Squatting is when people lay claim to another’s property — most often an unoccupied home — with fraudulent legal authority. States have laws against trespassing, but also laws that protect tenants. Progressives have begun misusing tenant protections to promote squatting.

They’re not even hiding it. The Democratic Socialists of America, for example, say they want to repeal laws “that criminalize squatting and other productive occupation of unused housing,” After all, as Karl Marx points out, “The theory of Communism may be summed up in one sentence: Abolish all private property.”

So, it’s not really a surprise that uber-progressive New York City has changed the rules to enhance those protections — and to extend them to squatters. In New York state, residents who have occupied a residence for 10 years can make a claim of ownership. This isn’t uncommon; states have adverse possession laws that help keep the property rolls clean.

But in New York City, according to Newsweek, “squatters cannot be easily removed from the property if they have been living in it for 30 days, as landlords must then navigate the city’s eviction laws—entering a process that can take around two years to complete. Before the process ends, owners cannot change the locks on the properties or remove squatters’ belongings.”

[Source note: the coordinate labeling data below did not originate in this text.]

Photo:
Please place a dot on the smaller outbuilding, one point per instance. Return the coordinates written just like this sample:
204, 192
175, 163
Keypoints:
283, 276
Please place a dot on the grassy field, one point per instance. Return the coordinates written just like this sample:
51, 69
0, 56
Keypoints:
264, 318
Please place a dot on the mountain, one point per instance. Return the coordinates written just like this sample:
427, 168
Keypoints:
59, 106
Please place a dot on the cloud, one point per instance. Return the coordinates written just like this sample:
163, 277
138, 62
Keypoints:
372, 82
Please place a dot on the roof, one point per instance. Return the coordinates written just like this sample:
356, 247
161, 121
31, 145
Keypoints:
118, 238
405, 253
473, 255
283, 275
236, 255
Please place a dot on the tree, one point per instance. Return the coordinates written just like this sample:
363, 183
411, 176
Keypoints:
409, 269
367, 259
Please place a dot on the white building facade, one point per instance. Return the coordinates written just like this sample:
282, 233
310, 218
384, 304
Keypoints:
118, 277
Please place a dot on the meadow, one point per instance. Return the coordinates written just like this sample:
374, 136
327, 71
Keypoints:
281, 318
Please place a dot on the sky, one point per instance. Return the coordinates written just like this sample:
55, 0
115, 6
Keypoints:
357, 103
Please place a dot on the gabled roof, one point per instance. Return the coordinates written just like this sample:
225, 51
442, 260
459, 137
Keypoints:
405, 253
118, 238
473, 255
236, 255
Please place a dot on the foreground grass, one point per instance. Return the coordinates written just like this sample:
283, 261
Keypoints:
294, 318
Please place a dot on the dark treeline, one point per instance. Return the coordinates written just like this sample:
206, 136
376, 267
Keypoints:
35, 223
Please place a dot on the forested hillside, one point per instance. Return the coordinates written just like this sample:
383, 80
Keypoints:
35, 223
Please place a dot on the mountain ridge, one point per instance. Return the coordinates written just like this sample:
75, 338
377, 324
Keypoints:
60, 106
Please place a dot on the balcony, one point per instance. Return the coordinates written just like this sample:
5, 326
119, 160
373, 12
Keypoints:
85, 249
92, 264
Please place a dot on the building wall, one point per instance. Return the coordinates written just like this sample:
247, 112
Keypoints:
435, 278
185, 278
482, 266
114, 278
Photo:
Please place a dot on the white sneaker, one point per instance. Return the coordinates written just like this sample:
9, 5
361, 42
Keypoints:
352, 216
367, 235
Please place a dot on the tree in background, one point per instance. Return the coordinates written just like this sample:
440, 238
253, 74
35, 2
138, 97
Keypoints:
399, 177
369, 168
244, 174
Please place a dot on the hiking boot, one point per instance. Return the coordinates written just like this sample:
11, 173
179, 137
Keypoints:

That has led to a slew of confrontations that haven’t gone well for the law-abiding property owners, including the murder already mentioned:

  • Adele Andaloro was arrested in March for changing the locks on her own house in Flushing, Queens. A local television station was filming as she entered the home and confronted squatters living there illegally. But when police were summoned, it was Adele who went to jail.
  • Real estate broker Ejona Bardhi Shyti found squattersin a Queen property she manages — a property she had just leased to an actual tenant. They claimed they were in the nearly million-dollar home legally, and they have now sued the broker and the owner, with a receipt from Shake Shack filed as “proof” of their legal residency.
  • When eight illegal immigrants were found squatting in a Bronx apartment last week, they were arrested — but not on charges of trespass and illegal entry. Instead, they were found with guns and drugs. Still, six were soon released — without bond.
  • And residents of the Dyker Heights neighborhood in Brooklyn experienced a “reign of terror,” according to the New York Post; a crew of squatters “wreaked havoc on a Brooklyn block for months, stealing from — and threatening — neighbors before burning a house to the ground last November.”

Lawmakers are responding; Florida Gov. Ron DeSantis has signed a law that allows for squatters to be evicted immediately.

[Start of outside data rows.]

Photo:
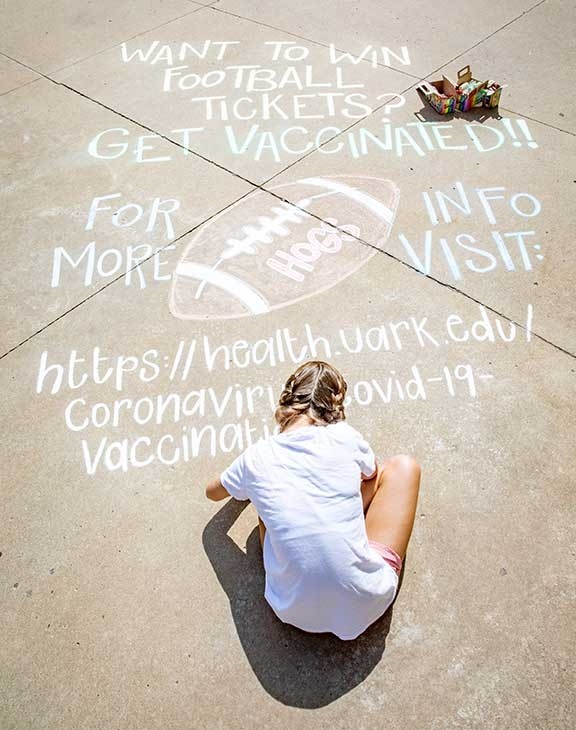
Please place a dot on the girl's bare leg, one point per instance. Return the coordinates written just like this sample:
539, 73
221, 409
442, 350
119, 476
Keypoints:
390, 500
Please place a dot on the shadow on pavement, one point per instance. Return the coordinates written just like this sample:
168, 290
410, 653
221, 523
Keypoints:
476, 114
295, 667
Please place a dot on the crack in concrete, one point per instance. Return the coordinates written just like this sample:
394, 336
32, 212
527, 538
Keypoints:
261, 187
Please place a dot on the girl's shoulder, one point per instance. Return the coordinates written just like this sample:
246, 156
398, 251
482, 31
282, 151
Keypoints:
342, 430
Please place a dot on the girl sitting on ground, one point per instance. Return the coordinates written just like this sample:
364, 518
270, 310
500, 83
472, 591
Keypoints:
334, 524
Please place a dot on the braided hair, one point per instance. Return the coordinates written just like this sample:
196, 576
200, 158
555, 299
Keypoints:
315, 389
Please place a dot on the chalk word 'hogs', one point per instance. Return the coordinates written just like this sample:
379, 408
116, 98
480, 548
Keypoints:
263, 253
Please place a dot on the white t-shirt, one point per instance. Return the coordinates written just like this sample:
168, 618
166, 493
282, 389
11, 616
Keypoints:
321, 573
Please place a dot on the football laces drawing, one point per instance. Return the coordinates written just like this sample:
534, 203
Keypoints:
263, 253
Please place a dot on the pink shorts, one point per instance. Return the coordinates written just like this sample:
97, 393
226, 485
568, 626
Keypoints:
389, 555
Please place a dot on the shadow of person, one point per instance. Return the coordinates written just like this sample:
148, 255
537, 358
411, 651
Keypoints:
297, 668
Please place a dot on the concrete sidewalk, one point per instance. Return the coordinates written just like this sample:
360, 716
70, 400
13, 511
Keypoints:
196, 197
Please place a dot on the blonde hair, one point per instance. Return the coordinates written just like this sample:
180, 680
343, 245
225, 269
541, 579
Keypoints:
315, 389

“If you are the victim of squatting you can simply fill out a form, give it to your local sheriff and the sheriff is instructed to go and remove the people who are inhabiting your dwelling illegally,” DeSantis said at the signing ceremony.

Other states are considering reforms, as well. For its part, the Biden administration is calling the problem a “local issue” and that officials should “take action.” But when asked if she would support laws like the new one in Florida, a White House spokesperson declined to say.

But let’s not miss the forest for the trees here; what’s at work is a fundamental dispute over the nature of property rights. But as we know, “property rights are human rights.”